Lottenberg: Primeiro uma explicação. As pessoas usam a religião para compreender a fé, porque é um mecanismo mais fácil de entendimento. Mas a fé não precisa ser atrelada à religião. Na saúde, até os ateus podem ter os benefícios do que as pessoas chamam de fé. É por meio da fé que conseguimos gerenciar o estresse, que libera hormônios e neurotransmissores tóxicos ao organismo. O nervosismo não causa asma em ninguém, mas cientificamente sabemos que os asmáticos, quando nervosos, podem ter crises agravadas e morrer por isso. Também é científico que as pessoas que exercem a fé apresentam melhoras de saúde mais rápida, tempos mais reduzidos de internação. Já existem pesquisas que mostram que os pacientes terminais com câncer que exercem a espiritualidade, por exemplo, dão menos custos aos hospitais do que os com o mesmo perfil que não têm fé. Os hospitais precisam começar a dar espaço para a fé. Se não for uma questão humanista, que seja por uma razão econômica.
iG Saúde: O senhor avalia que a conciliação entre ciência e fé está próxima? Será possível as duas caminharem juntas?
Lottenberg: Já demos alguns passos, estamos engatinhando ainda. Só o número crescente de evidências científicas que mostram os benefícios da espiritualidade nos tratamentos clínicos já mostra que o divórcio entre fé e ciência está chegando ao fim. Eu defendo que os médicos, ao menos, se mostrem disponíveis e dispostos em perguntar se a fé é importante para o tratamento dos pacientes. E se a resposta for sim que não impeçam o exercício dela. Isso, no Einstein, já é protocolo de atendimento e uma das bases da nossa missão. Eu já conversei com o ministro da saúde (Alexandre Padilha), que ouviu atentamente o meu posicionamento. Também levei esta temática nos encontros que tive com líderes religiosos (mês passado Lottenberg foi recebido pelo papa Bento XVI). Falei sobre o assunto também com o Dalai Lama. Ele, acredite, tem um interesse muito grande em neurologia, sabia?

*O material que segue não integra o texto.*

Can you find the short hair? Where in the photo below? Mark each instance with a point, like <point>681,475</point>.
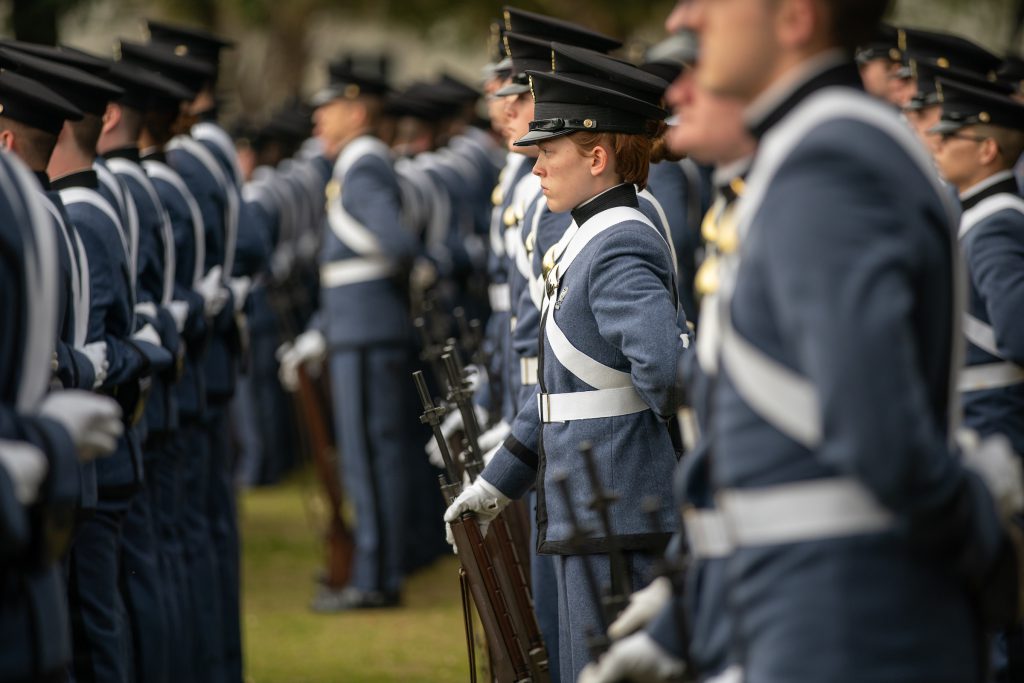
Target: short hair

iG Saúde: E os médicos, estão preparados para abrir espaço à fé de seus pacientes?
Lottenberg: Einstein já disse que é mais fácil quebrar um átomo do que um preconceito. Acredito que começamos este processo. Os médicos precisam ocupar este espaço. Porque deixá-los vazios é permitir a invasão de pessoas de má fé. Medicina tradicional é complementada pela espiritualidade e vice-versa. Uma oração não vai substituir uma droga anticâncer.